Story by Gary Alexander
Photos by Ray G. Ring IV

  Related Links:     Mary Gauthier's Website
  Rosendale Cafe  

The path of the rapidly rising musician who will entertain at Rosendale Cafe Friday night has been filled with almost as many twists, turns and detours as a Congressional investigation.

Mary Gauthier (pronounced Go-shay) first saw the light of day through the Spanish moss along the banks of the Bayou Lafourche in Thibodaux (pronounced Tib-a-do), Louisiana. Growing up in what the town's Chamber of Commerce describes as a "hard-working, fun-loving culture" as part of a Nixon-Republican family, presented Mary with the first few squiggles in the highway of life.

Southwest of New Orleans and Southeast of Baton Rouge, Thibodaux's carnival in Mardi Gras season urges natives to "Laissez Les Bon Temps Roulez" Cajun style. Their "rubber duck race" sounds as knee-slapping a time as an Ulster County "cow-chip toss." But, 43 years before Rosendale was founded in 1844 (as a center which supplied half of all the cement used in the U.S. through the Delaware and Hudson canals), Thibodaux was established amidst French and Spanish colonists from New Orleans, refugees from the French Revolution and the Arcadian expulsion from Nova Scotia.

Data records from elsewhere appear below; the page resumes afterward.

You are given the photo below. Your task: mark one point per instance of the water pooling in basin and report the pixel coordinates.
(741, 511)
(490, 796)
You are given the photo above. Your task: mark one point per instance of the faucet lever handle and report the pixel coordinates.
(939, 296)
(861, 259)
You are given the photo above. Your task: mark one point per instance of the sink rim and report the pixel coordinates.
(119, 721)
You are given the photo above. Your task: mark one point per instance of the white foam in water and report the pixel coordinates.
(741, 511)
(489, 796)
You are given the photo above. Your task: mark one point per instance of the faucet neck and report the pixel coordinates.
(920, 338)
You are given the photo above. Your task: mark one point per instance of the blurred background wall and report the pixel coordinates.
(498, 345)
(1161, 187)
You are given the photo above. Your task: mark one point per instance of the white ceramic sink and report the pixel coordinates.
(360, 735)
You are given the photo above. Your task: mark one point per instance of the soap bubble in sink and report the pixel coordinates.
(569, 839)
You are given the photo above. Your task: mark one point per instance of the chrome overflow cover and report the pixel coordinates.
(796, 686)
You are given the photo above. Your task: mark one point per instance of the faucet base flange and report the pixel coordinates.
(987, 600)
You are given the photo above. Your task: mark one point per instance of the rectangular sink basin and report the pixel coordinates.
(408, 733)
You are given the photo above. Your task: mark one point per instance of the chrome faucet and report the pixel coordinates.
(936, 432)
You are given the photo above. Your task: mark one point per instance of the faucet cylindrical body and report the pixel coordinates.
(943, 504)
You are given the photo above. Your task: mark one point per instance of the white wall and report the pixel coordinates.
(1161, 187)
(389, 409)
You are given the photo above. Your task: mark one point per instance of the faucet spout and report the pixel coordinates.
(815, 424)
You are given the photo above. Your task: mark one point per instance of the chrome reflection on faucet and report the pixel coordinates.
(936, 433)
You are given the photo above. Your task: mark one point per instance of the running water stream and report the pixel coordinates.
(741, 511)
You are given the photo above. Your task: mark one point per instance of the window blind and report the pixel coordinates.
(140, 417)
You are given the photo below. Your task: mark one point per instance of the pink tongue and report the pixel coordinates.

This pronounced cultural heritage congealed into a "Cajun style" which features distinctly flavored music and cuisine in festivities which charmingly divide the year with periods of celebration. Although Gauthier's music is styled quite apart from the lusty Cajun traditions of her homeland- call it alternative folk-country, if you must- we have cause to suspect that the very spirit of music infiltrated her youth as deeply as aromas from the local tables.

"Music? This whole thing is mysterious, to be honest with you," Gauthier said on her cellphone from a Cuban cafe in Key West. "I've always been a big music fan and I've always been drawn more to words than anything else."

If Gauthier seems a bit puzzled as to how her ship sailed into musical waters, it may be that song was such an intrinsic part of her early environment that it was most noticeable when it wasn't there. She wasn't thinking of becoming a musician, she says today, but then why did she so often have a guitar with her as she roamed about?

"I always lugged a guitar around; more as a prop, though," Gauthier responded. "I never really played it until I quit drinking. I could play like 3 or 4 chords. I liked the old Neil Young songs and stuff like that but I never started to learn how to really play until much later in life. Not till I was around 35."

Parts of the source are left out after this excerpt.